Ahora bien ¿en qué se distingue un tatuaje político de uno no-político? En que el segundo no pone en juego un significante sagrado, lo que puede verse en que puede intercambiarse o resignificarse de manera más o menos libre, en que no constituye una diferencia fundamental al interior de un grupo social y, finalmente, en las reacciones que produce en quienes lo leen. En mi indagación empírica con militantes peronistas del sur del conurbano bonaerense encontré que quienes se tatuan un símbolo político lo viven de una manera especial pero a su vez es muy distinta la forma de verlo de quienes lo contemplan. Una militante de 19 años que se tatuó la estrella federal en su omóplato izquierdo, detrás de su corazón, me comentaba sonriendo: «Mi viejo me quería matar… ¡O más bien se quería matar él!». Le pregunté si era su primer tatuaje y contó que no, que ya tenía tatuajes con motivos de inspiración hindú en su brazo derecho. También me mostró un triángulo en la cara interior del antebrazo, realizado con un estilo que describiría como suprematista, que se hizo a los 15 años. Además contó que ninguno de estos últimos tatuajes le molestaban a su padre: «Ponele, ese [señala el triángulo] no le hacía ruido. No me dijo nada porque capaz que es más estético… ¿cómo te digo? No significa nada tan importante. A mí me gusta, pero solo porque es lindo». No puedo dejar de enfatizar en la palabra «solo», pues revela que la estética es un valor, pero que no tiene el peso o la gravitas que le asigna a los símbolos de su identidad política.

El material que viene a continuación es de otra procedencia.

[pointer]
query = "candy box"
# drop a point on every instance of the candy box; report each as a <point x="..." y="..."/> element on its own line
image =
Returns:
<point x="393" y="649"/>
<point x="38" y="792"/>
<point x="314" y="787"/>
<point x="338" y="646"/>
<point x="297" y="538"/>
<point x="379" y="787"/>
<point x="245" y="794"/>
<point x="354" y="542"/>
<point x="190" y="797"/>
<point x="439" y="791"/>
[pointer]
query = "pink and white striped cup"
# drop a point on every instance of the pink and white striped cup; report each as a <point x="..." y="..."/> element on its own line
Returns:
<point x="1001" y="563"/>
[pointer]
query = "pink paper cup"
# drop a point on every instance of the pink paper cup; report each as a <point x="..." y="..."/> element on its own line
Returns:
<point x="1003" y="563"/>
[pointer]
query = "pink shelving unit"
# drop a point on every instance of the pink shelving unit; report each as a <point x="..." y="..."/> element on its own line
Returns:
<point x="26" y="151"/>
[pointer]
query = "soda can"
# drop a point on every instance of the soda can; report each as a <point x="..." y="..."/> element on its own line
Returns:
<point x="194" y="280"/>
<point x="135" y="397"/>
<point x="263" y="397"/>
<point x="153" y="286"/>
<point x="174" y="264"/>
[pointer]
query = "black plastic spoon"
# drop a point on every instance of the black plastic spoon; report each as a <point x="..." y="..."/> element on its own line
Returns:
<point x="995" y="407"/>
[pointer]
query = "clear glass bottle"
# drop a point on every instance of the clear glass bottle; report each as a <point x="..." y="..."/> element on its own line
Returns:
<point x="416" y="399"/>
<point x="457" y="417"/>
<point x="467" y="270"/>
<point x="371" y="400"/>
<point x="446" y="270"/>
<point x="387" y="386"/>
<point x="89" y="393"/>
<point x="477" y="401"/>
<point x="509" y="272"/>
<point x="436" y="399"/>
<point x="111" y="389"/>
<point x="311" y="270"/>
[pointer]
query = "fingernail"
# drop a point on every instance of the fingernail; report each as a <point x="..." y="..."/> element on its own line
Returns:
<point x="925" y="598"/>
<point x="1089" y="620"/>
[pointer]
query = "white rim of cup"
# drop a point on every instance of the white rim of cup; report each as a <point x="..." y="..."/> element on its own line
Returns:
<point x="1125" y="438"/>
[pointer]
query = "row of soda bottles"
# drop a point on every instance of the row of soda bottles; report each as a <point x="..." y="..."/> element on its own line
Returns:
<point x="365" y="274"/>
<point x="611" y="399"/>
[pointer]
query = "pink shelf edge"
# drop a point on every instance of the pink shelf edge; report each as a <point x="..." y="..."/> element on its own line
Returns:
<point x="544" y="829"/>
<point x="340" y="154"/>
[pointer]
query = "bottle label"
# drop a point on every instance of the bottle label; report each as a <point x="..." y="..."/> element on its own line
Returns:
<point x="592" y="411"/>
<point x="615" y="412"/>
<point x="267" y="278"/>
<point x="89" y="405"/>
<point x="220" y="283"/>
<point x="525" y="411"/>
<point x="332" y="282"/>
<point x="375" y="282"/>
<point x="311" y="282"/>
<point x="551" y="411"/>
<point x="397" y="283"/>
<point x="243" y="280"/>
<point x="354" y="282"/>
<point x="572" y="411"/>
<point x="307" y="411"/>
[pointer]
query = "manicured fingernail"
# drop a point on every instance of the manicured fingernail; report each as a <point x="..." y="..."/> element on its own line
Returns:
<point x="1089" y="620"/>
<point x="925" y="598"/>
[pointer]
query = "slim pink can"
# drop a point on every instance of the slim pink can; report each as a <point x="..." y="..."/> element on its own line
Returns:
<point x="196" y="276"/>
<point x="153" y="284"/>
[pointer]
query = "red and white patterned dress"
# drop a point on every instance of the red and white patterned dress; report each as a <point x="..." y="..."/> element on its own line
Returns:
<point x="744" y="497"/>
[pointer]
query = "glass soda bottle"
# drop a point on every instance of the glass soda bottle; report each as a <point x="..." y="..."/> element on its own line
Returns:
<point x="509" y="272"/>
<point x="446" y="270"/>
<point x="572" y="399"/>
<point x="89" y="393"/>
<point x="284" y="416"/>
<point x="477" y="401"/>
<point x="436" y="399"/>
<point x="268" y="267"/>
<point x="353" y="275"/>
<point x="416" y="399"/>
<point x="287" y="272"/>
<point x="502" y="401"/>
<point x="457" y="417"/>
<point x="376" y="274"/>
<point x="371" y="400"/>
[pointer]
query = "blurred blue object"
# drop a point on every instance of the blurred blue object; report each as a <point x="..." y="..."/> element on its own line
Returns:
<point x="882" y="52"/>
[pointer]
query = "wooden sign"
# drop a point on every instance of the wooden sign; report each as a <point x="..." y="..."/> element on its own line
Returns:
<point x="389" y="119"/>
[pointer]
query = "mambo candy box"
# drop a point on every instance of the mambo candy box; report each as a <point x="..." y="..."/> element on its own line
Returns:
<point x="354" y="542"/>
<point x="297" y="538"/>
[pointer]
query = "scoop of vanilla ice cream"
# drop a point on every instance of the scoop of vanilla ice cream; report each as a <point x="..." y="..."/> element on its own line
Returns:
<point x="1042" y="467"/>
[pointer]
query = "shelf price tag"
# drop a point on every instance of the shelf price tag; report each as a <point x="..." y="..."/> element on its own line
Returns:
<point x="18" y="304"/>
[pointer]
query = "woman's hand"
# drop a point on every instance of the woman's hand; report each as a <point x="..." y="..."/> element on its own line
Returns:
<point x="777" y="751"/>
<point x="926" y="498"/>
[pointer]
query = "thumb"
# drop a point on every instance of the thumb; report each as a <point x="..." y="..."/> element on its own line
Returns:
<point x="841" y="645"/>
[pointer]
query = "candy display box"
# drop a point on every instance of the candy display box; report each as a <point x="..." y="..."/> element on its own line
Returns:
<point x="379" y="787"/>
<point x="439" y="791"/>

*Aaron Attias Basso es Magíster en Ciencia Política, docente investigador UNLa.


[1] Este enfoque está en línea con los desarrollos de Alexander (2003, 2010, 2011), quien parte de la afirmación de la actualidad de la premisa de Durkheim según la cual el binarismo de lo sagrado y lo profano es central para comprender las sociedades modernas. Sus investigaciones en torno a fenómenos tales como las elecciones, las reacciones políticas a ataques terroristas, los discursos de asesores presidenciales, la fe en la tecnología y la fascinación por las celebrities, son una referencia central para este escrito. En la misma línea, Martin (2021) sostiene que «lo sagrado es efectivamente una construcción histórica cuya naturaleza es, por lo tanto, transitoria y específica» (Martin, 2021, p. 291). Si bien su perspectiva abreva en fuentes distintas a las mías, avanza en la misma dirección, pues enfatiza en la agencia humana en la constitución de lo sagrado, tal como aparece claramente en la teoría de Durkheim y en la de algunos de sus continuadores, como Bataille y Caillois.

[2] El concepto de cultural dope, traducible como «dopado cultural», fue introducido por Harold Garfinkel en la década de 1960 para significar al tipo de persona construido teóricamente para adecuarse a los fines de una determinada teoría social. En oposición propuso estudiar una cultura sin dejar de resaltar la agencia y la reflexividad de quienes actúan en ella.  Para un análisis de este concepto y sus implicancias ver Lynch (2012).

[3] El hecho de que este compromiso se sostenga o no más adelante resulta indiferente, pues la decisión se toma pensando en su perpetuidad.

[4] En esta línea Sweetman (1999) sostiene que los tatuajes son modos de producir una imágen de sí coherente, son un modo de construir una narrativa que tenga sentido para quien los porta.

[5] El caracter indeleble del tatuaje así como el dolor que hay que soportar para su realización deben pensarse como un umbral que no se supera, por ejemplo, al ponerse una remera o postear en redes sociales. Es una marca permanente a partir de la cual se reconoce a lo político y colectivo como intrínsecamente ligado a la identidad personal, como constitutivo de un sujeto que se presenta al mundo a partir de este símbolo.